Beyond the Fence: A virtual tour of a Canadian penitentiary - Chapel

CSC’s institutions have a space or room dedicated as a chapel, where various types of religious services are held. “Faith service providers” facilitate the spiritual care of all inmates, regardless of faith, by arranging access to faith-appropriate care and services. A chapel’s layout may be different depending on the institution, but all are designated sacred space used only for spiritual or religious purposes. This provides a confidential and safe place for inmates to explore spiritual, moral, and ethical issues.

Counselling Room or Office

Counselling Room

Faith service providers are available to all federal correctional institutions. They play numerous roles, including worship leader, counsellor, role model, and volunteer coordinator.

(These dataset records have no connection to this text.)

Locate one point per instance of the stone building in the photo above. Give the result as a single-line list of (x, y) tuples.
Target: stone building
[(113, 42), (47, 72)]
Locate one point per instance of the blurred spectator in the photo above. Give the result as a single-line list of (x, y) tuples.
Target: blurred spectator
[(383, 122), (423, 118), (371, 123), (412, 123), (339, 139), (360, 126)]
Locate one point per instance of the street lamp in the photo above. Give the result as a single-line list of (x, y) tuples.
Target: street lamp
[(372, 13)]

Faith service providers often work one-on-one with offenders. Their presence in an institution can help ease tensions and assists individual inmates to settle into the institutional environment more smoothly. Faith service providers help inmates explore questions of faith and to accept responsibility for their crimes, and sometimes facilitate the process of an apology to their victims. They also work with offenders to improve their relationship with family members and the community, which can help them reintegrate into society as law-abiding citizens.

Books

Each chapel has a library with books and texts for a variety of different religions. Inmates may borrow these to study on their own or in groups that are facilitated by the faith service provider or a volunteer from the community. In cases where an institution does not have a designated area, shared space is provided for spiritual/religious observances and practices.

Fr. Joseph Leclerc

Joseph LeclercFaith service providers have always been part of the correctional system in Canada. Fr. Joseph Leclerc is the only chaplain to have had a correctional facility named in his honour. What made him so special? Picture a scene from May 19, 1873. One hundred and nineteen inmates file onto the steamship Watertown to be transferred from Kingston Penitentiary to the new St. Vincent de Paul Penitentiary in Quebec. In the midst of these men and their guards was Fr. Joseph Leclerc, chaplain of the new penitentiary. He wanted his presence to be a comfort. It was. History tells us that a number of the men were so touched by the quality of his presence that they changed the course of their lives.